If, as LAPD Chief Bernard Parks theorizes, Anthony Dwain Lee was facing Officer Tarriel Hopper when Hopper began firing (Dec. 6), then why did none of Hopper's nine shots hit Lee in the front? And why is Parks acting as Hopper's advocate, a role for a defense attorney, rather than as an objective investigator, which is supposed to be a police officer's job? Are we ever going to find out what really happened? What was Hopper doing back there? Why did he fire? Given the rash of such incidents, is there something wrong with LAPD training?
Or is Parks getting exactly what he wants from shootings like this--a deepening conviction on the part of the general citizenry that all LAPD officers ought to be treated with the deference due armed, unstable characters with a license to kill and maim? It's easier and probably safer for the cops, after all, if everyone's scared of them.
Why doesn't Parks admit that the police officer who shot Lee was wrong? It was a private Halloween party. The officer knew that, yet he proceeded to go on the grounds and, where he could have been mistaken for a costumed guest, shot a man through the window, hitting him four times in the back--especially when security asked him to wait at the gate for the party's host. Are we becoming a police state?
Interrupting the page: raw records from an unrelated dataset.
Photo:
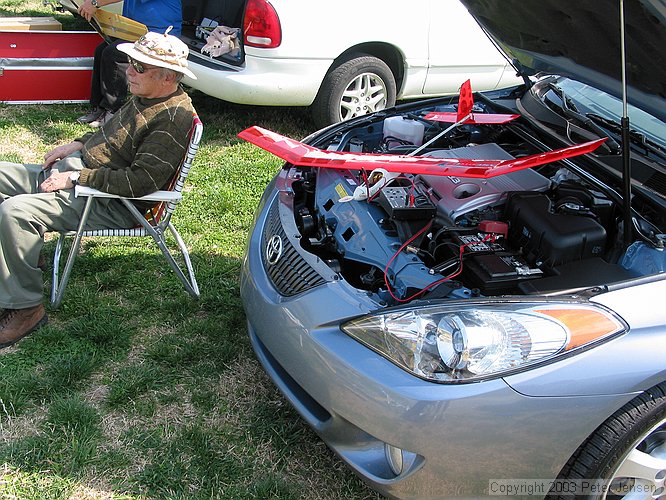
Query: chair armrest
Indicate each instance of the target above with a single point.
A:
(156, 196)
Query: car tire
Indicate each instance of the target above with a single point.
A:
(631, 443)
(359, 85)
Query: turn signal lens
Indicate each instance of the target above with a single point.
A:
(481, 340)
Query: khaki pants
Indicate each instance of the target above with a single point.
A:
(26, 214)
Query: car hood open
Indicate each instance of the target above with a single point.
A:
(582, 40)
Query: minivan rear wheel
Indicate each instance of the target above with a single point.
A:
(359, 85)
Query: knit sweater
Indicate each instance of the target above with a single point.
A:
(138, 151)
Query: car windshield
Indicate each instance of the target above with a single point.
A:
(594, 103)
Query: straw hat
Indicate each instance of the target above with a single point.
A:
(165, 51)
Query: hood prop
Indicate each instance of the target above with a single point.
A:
(626, 141)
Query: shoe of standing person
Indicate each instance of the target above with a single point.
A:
(93, 115)
(17, 323)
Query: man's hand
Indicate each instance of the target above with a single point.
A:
(56, 181)
(60, 152)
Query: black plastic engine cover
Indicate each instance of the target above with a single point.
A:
(551, 238)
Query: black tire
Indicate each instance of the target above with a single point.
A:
(634, 433)
(359, 85)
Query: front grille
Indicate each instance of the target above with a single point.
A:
(291, 274)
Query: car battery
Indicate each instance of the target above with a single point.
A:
(491, 268)
(46, 66)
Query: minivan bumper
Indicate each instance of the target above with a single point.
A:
(261, 81)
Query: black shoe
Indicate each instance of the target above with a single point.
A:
(17, 323)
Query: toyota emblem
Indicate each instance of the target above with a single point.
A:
(274, 250)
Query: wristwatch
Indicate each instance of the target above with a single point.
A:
(74, 176)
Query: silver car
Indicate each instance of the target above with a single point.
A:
(462, 296)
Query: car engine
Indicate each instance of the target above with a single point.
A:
(544, 230)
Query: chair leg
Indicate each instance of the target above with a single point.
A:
(58, 285)
(190, 284)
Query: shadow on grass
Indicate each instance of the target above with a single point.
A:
(135, 388)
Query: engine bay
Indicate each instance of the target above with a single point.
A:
(540, 230)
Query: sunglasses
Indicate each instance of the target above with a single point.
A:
(139, 67)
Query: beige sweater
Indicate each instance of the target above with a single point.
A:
(140, 148)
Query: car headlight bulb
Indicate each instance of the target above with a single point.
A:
(482, 339)
(481, 342)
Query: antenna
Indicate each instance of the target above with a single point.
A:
(626, 141)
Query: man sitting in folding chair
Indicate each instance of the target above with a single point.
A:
(134, 154)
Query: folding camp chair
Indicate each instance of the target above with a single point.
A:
(153, 223)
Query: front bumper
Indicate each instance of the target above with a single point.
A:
(457, 437)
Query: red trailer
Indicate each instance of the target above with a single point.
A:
(44, 66)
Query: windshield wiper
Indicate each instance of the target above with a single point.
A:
(635, 137)
(571, 111)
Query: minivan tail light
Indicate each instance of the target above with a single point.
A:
(261, 25)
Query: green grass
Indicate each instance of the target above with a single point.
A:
(133, 389)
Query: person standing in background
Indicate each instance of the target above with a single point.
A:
(108, 89)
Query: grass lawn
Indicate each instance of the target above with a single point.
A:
(134, 390)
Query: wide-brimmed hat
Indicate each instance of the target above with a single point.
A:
(163, 50)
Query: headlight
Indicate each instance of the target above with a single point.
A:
(480, 340)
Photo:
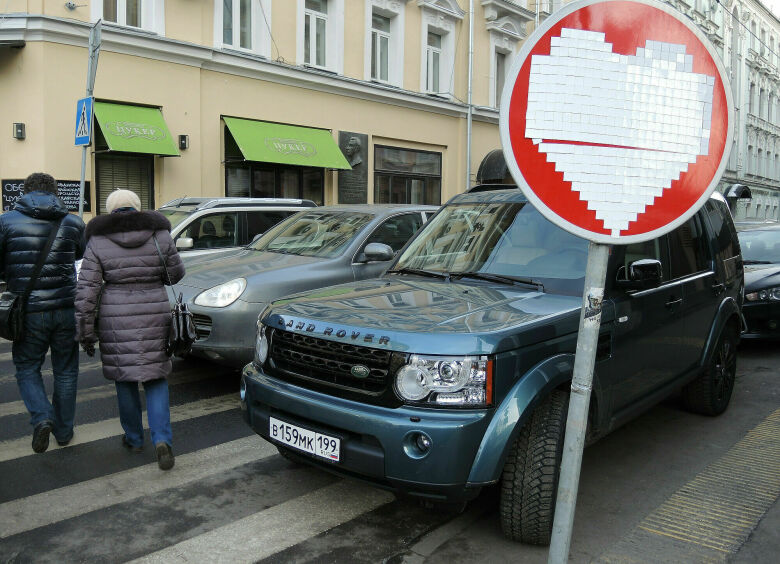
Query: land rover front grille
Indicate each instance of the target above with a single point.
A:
(329, 363)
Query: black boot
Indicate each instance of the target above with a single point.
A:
(41, 436)
(165, 458)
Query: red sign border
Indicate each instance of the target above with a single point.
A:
(520, 180)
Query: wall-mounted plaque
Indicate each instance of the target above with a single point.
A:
(67, 190)
(353, 184)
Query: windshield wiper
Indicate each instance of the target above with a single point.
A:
(420, 272)
(499, 278)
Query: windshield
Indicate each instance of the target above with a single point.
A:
(761, 246)
(499, 238)
(175, 216)
(314, 234)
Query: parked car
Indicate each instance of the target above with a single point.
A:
(452, 371)
(319, 247)
(760, 244)
(203, 225)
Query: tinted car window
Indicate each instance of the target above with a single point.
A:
(723, 227)
(261, 221)
(396, 231)
(213, 231)
(688, 248)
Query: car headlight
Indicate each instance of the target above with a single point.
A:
(444, 380)
(261, 345)
(768, 294)
(222, 295)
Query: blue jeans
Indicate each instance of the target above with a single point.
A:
(44, 329)
(158, 411)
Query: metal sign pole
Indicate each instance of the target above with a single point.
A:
(579, 402)
(94, 52)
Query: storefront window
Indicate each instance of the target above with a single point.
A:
(404, 176)
(128, 172)
(267, 180)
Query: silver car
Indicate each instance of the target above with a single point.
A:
(320, 247)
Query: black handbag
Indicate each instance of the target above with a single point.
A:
(12, 305)
(182, 334)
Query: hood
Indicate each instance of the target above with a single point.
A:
(428, 317)
(760, 276)
(128, 229)
(41, 205)
(260, 268)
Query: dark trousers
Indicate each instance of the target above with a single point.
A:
(55, 329)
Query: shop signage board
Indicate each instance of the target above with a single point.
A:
(615, 122)
(83, 122)
(615, 119)
(67, 190)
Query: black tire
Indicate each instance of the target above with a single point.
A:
(710, 392)
(529, 482)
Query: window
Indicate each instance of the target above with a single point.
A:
(314, 35)
(144, 14)
(380, 48)
(267, 180)
(403, 176)
(396, 231)
(433, 63)
(213, 231)
(129, 172)
(237, 23)
(500, 75)
(688, 249)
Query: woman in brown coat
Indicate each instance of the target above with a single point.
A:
(134, 313)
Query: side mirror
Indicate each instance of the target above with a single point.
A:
(377, 252)
(184, 243)
(641, 274)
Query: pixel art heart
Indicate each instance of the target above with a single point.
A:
(621, 128)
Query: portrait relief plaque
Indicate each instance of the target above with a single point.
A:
(353, 184)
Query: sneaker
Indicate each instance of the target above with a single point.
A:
(129, 446)
(41, 436)
(165, 458)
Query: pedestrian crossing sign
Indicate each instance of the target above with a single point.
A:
(83, 122)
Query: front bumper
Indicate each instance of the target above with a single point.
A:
(376, 442)
(225, 334)
(762, 320)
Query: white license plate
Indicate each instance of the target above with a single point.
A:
(317, 444)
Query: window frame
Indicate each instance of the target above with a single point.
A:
(152, 15)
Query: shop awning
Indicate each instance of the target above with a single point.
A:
(286, 144)
(135, 129)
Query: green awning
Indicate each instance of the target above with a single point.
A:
(287, 144)
(135, 129)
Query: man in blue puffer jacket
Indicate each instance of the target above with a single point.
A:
(50, 318)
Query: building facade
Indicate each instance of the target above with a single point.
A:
(331, 100)
(338, 101)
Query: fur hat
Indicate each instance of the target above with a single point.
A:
(123, 199)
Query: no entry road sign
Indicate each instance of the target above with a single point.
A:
(615, 119)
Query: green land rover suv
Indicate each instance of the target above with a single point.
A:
(452, 370)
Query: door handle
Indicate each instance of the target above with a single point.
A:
(673, 302)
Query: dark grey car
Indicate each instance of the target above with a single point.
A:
(316, 248)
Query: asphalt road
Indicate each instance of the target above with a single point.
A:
(667, 487)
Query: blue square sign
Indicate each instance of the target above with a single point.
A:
(83, 122)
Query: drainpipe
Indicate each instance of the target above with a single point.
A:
(470, 107)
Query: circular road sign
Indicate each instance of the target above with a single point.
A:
(615, 119)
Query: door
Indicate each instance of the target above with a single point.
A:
(648, 328)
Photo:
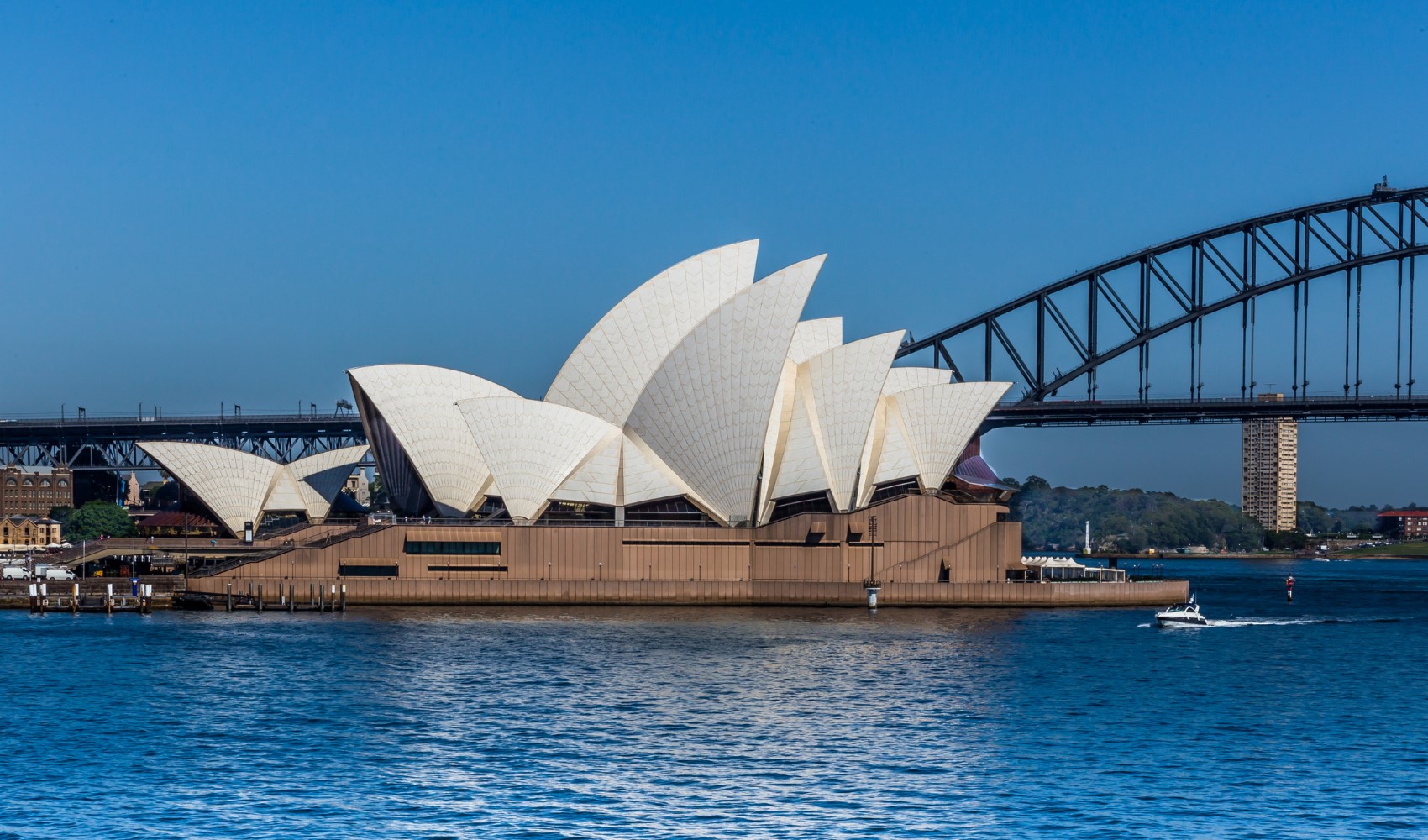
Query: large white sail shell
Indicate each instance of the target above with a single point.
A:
(940, 422)
(320, 477)
(230, 483)
(532, 448)
(706, 410)
(417, 403)
(844, 385)
(612, 366)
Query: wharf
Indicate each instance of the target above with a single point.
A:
(14, 595)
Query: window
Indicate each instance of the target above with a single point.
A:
(367, 570)
(450, 548)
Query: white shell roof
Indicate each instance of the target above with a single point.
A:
(810, 339)
(532, 448)
(893, 454)
(940, 422)
(230, 483)
(903, 379)
(813, 338)
(285, 495)
(706, 410)
(612, 366)
(644, 477)
(846, 383)
(799, 466)
(418, 405)
(239, 487)
(597, 479)
(320, 477)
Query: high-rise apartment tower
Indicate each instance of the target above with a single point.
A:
(1270, 479)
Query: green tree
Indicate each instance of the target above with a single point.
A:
(97, 519)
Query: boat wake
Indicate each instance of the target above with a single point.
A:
(1275, 622)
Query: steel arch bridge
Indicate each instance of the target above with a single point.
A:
(110, 444)
(1161, 297)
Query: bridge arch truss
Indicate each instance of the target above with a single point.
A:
(1117, 312)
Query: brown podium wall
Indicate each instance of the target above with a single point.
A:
(811, 559)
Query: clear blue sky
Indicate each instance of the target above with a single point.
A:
(206, 203)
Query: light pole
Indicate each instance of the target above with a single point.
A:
(873, 539)
(871, 585)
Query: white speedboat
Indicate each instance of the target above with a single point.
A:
(1181, 615)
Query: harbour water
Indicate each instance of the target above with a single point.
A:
(1277, 720)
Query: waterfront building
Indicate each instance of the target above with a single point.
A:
(700, 444)
(240, 489)
(34, 491)
(29, 532)
(1404, 525)
(179, 523)
(1270, 472)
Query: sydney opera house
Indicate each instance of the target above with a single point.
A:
(700, 444)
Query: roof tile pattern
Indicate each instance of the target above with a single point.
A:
(903, 379)
(706, 410)
(418, 405)
(322, 476)
(532, 448)
(230, 483)
(610, 367)
(800, 465)
(940, 422)
(813, 338)
(240, 487)
(644, 477)
(597, 479)
(844, 385)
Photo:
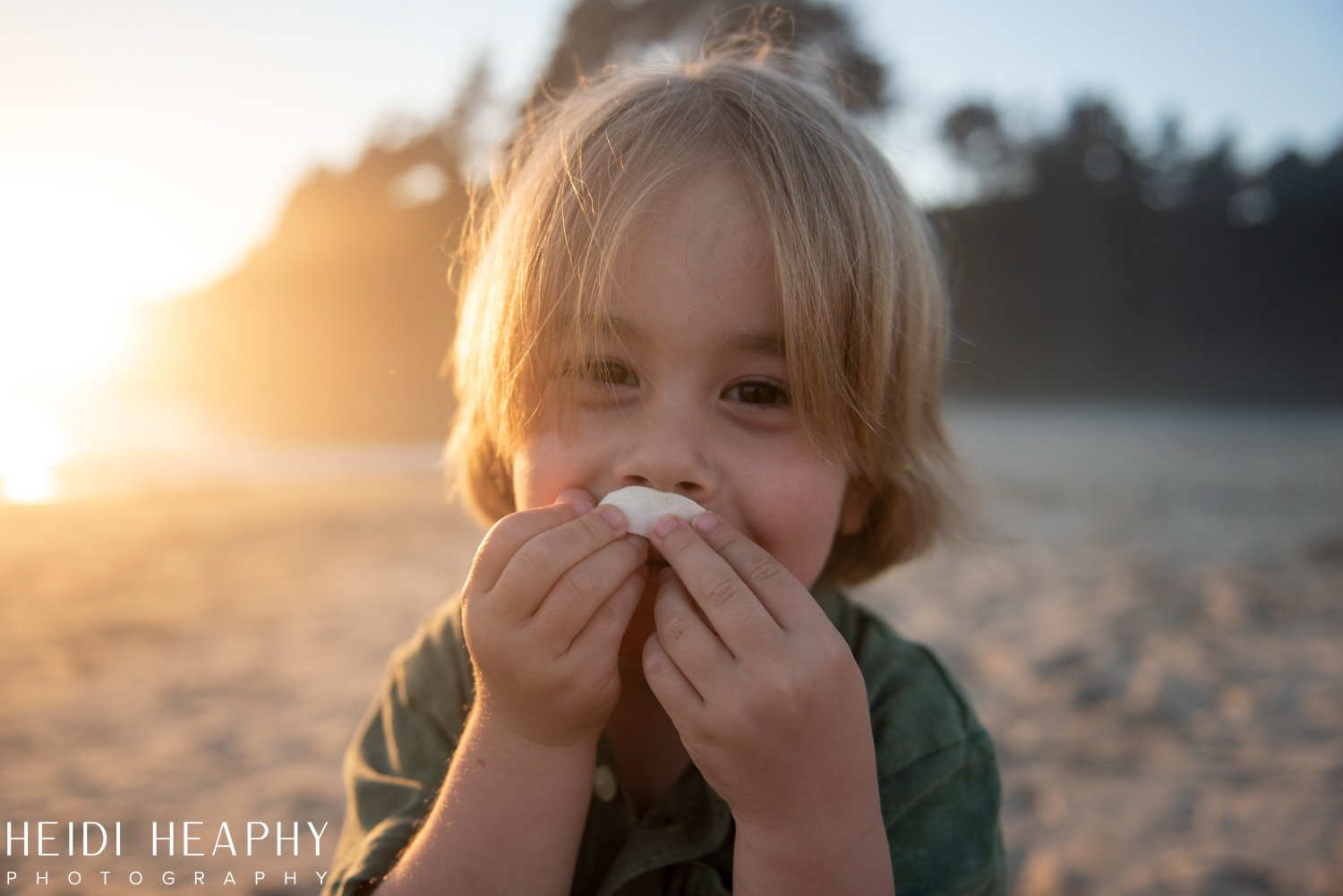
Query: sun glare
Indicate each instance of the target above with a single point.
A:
(86, 252)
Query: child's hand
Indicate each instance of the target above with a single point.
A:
(763, 689)
(544, 609)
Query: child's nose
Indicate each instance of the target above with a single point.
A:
(671, 452)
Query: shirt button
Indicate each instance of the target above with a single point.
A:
(603, 783)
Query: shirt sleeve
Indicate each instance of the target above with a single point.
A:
(937, 772)
(399, 755)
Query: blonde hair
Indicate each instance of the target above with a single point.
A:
(864, 311)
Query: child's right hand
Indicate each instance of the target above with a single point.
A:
(550, 595)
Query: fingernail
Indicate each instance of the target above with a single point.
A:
(665, 525)
(612, 516)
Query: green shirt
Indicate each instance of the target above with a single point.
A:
(937, 772)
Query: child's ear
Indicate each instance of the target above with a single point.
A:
(853, 512)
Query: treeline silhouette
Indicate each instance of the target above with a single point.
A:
(1095, 268)
(1087, 265)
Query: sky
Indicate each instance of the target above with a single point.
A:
(145, 145)
(148, 145)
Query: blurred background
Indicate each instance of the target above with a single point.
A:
(223, 308)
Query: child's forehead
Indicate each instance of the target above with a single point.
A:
(706, 222)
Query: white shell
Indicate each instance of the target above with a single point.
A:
(645, 507)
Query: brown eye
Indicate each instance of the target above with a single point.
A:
(601, 371)
(759, 392)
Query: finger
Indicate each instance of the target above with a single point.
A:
(606, 627)
(728, 603)
(585, 587)
(539, 563)
(512, 533)
(692, 644)
(787, 600)
(668, 684)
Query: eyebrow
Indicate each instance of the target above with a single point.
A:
(767, 343)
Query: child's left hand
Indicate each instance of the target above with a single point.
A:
(765, 692)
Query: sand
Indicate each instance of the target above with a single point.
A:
(1155, 638)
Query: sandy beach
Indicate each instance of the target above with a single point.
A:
(1154, 635)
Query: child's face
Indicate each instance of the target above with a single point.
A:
(690, 391)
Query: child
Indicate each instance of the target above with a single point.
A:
(706, 281)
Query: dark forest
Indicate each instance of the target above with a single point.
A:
(1087, 266)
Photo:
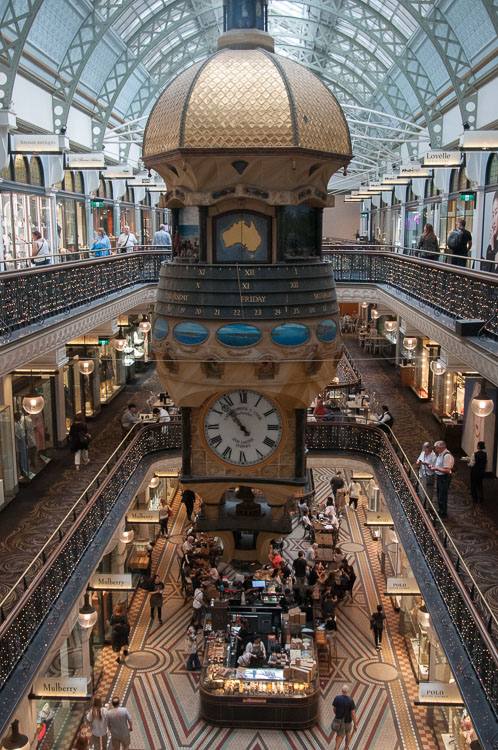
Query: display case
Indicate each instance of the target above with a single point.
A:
(282, 693)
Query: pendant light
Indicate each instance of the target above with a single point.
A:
(33, 403)
(119, 342)
(144, 324)
(15, 740)
(437, 367)
(409, 343)
(482, 407)
(86, 366)
(87, 616)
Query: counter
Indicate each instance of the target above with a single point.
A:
(283, 693)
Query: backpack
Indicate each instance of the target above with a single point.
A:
(454, 239)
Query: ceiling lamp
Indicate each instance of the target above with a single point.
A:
(87, 616)
(86, 366)
(15, 740)
(482, 407)
(126, 536)
(437, 367)
(409, 343)
(119, 342)
(33, 403)
(144, 324)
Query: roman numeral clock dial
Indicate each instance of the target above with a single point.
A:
(243, 428)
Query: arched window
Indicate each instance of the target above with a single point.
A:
(78, 182)
(21, 169)
(36, 171)
(492, 170)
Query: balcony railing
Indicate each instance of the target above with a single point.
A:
(57, 565)
(35, 296)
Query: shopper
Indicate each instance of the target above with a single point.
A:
(130, 417)
(354, 494)
(428, 244)
(156, 598)
(459, 244)
(165, 513)
(188, 499)
(426, 459)
(377, 625)
(345, 715)
(443, 466)
(120, 725)
(192, 649)
(79, 439)
(97, 719)
(477, 471)
(120, 632)
(126, 241)
(81, 742)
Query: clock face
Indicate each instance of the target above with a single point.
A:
(242, 427)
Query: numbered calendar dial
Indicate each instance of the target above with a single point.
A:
(243, 427)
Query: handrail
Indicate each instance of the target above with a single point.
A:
(72, 514)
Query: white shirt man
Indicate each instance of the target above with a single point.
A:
(126, 241)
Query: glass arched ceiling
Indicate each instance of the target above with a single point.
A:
(408, 59)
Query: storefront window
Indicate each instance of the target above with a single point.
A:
(35, 434)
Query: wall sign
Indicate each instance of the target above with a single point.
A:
(111, 581)
(143, 516)
(438, 694)
(402, 587)
(60, 687)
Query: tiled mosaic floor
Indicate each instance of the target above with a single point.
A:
(162, 696)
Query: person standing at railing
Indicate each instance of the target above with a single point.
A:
(426, 459)
(41, 254)
(443, 466)
(102, 244)
(126, 241)
(428, 244)
(460, 243)
(162, 238)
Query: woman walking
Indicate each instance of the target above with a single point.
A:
(79, 439)
(428, 244)
(97, 718)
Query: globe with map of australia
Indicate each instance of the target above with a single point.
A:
(241, 236)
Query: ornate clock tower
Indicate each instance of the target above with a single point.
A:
(246, 324)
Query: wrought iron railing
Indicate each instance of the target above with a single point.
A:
(34, 296)
(466, 609)
(445, 290)
(46, 583)
(89, 513)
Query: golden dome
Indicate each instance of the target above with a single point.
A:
(247, 99)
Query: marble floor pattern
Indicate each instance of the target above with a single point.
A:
(163, 697)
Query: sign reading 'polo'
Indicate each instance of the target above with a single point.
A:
(402, 587)
(143, 516)
(438, 694)
(111, 581)
(60, 687)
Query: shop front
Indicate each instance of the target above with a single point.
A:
(35, 434)
(25, 207)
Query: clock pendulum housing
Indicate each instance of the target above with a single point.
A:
(246, 328)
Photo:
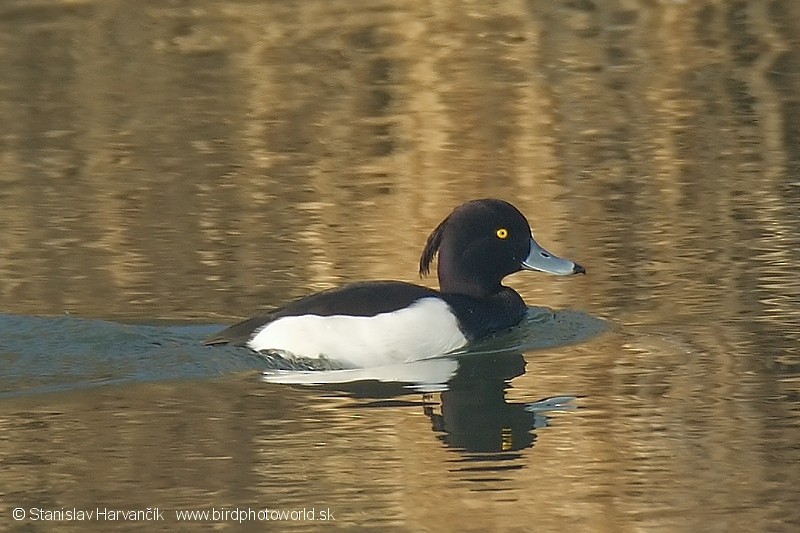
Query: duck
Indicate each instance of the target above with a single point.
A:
(376, 323)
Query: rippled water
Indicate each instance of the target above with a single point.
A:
(169, 167)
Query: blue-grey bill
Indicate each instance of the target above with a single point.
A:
(543, 261)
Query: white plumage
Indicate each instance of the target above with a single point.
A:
(425, 329)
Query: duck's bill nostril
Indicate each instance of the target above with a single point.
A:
(542, 260)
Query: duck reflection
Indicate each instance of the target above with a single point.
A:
(472, 413)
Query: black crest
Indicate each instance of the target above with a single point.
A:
(431, 247)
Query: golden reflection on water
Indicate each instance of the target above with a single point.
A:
(202, 160)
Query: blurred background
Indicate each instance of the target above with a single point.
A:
(196, 161)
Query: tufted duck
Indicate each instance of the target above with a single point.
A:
(382, 322)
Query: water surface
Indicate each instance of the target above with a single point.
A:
(169, 168)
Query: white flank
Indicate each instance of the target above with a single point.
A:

Re "Old Questions Haunt LAPD Anew," editorial, Dec. 7: It is interesting to note that The Times raises only questions related to the judgment of the police officer but asks no "probing and logical" questions related to the judgment of Lee.
Lee attended a party. He chose to dress as a devil and armed himself with a replica handgun. He chose to ingest cocaine. He chose to brandish the weapon in the presence of a police officer. One might question why a devil would be armed with a handgun rather than a pitchfork. One might question what part Lee's use of cocaine played in his decision to brandish the replica firearm.
Lee had hours to plan his day and enough time to engage in a decision-making process that led to the fatal mistake. Hopper had a fraction of a second to make his decision. An analysis of cause and response suggests issues that no amount of editorial hindsight can change. Hopper was in fear for his life and acted accordingly.